Nel primo Settecento Giovanni Poleni, non solo ingegnere idraulico ma anche appassionato di astronomia, costruì nella sua casa di via Beato Pellegrino una linea meridiana; nella stessa stanza posizionò numerosi cannocchiali, grazie ai quali studiava i corpi celesti. Osservare il cielo, per il Poleni come per Galileo e per gli altri studiosi delle stelle, rimase a lungo a Padova un affare privato.
Di specole invece già da tempo ne esistevano in molti luoghi, a Parigi come a Cambridge, Oxford, Vienna e anche a Bologna, Milano Pisa. Nel 1757 il titolare della cattedra di Astronomia e meteore dell’università di Padova, Gian Alberto Colombo, si lamentava del fatto che gli astronomi stranieri con cui veniva in contatto rimanessero attoniti al sapere “che io non aveva né Specola né Stromenti, e che però mi era del tutto impossibile l’osservare le cose del Cielo”.

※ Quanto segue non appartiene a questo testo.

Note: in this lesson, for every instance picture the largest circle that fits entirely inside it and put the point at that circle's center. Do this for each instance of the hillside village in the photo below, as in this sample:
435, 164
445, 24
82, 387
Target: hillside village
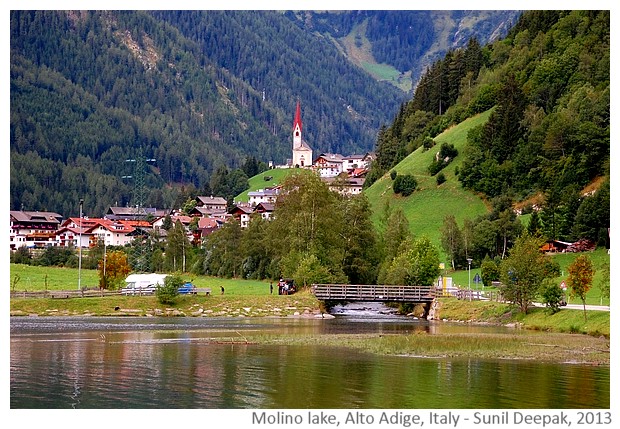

Pochi anni dopo, nel 1761, i Riformatori dello Studio, anche in virtù delle lamentele (come pure delle argomentazioni) di Colombo, decretarono la costruzione della Specola padovana, con uno stanziamento annuo di 1.000 ducati. A reggere la cattedra di Astronomia era in quel momento Giuseppe Toaldo, arciprete di Montegalda, che si adoperò da subito per la realizzazione dell’osservatorio. Visitò le specole di Bologna e Pisa (quella di Milano non era momentaneamente accessibile) per valutarne struttura e strumentazione e preparare un progetto per la nuova costruzione, che stese in accordo con l’architetto Domenico Cerato, suo amico e compagno di studi in seminario.

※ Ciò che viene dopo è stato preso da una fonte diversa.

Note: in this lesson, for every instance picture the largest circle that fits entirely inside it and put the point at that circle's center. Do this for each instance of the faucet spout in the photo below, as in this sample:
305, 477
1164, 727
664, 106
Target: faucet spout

Per questioni economiche si decise di procedere attraverso l’adattamento di una struttura già esistente, da individuare in città; perché le osservazioni astronomiche fossero possibili, l’edificio da convertire avrebbe dovuto garantire un’altezza tale da superare i tetti di tutti gli edifici circostanti. Per questo motivo, la prima struttura considerata fu la torre del palazzo principale dell’Università, il Bo; a quella venne in un secondo momento preferita, ricorda l’abate Toaldo, “l’alta Torre del Castel vecchio, Torre, che denominavasi alta fino nel nono secolo”, la Torlonga del castello carrarese.

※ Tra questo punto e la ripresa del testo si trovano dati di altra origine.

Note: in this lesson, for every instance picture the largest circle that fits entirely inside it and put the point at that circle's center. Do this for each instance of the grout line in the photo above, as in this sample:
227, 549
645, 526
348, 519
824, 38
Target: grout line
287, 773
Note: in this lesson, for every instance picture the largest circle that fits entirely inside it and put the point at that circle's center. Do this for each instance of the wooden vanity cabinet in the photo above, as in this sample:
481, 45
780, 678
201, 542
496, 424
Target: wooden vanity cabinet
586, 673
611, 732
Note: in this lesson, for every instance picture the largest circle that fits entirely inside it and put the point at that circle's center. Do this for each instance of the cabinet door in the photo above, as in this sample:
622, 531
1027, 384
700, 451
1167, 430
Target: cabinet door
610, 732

I lavori vennero avviati nel 1767, all’indomani del conferimento dell’incarico a Domenico Cerato di costruire la Specola e a Toaldo quello di fare da consulente della fabbrica. Diversi disegni dell’architetto e dei suoi studenti della Scuola di architettura restituiscono le condizioni in cui versava la Torlonga. A quelle tavole si sovrappose un progetto che contemplava la creazione nella stessa torre di due osservatori distinti, a diversa altezza e con diverse funzioni.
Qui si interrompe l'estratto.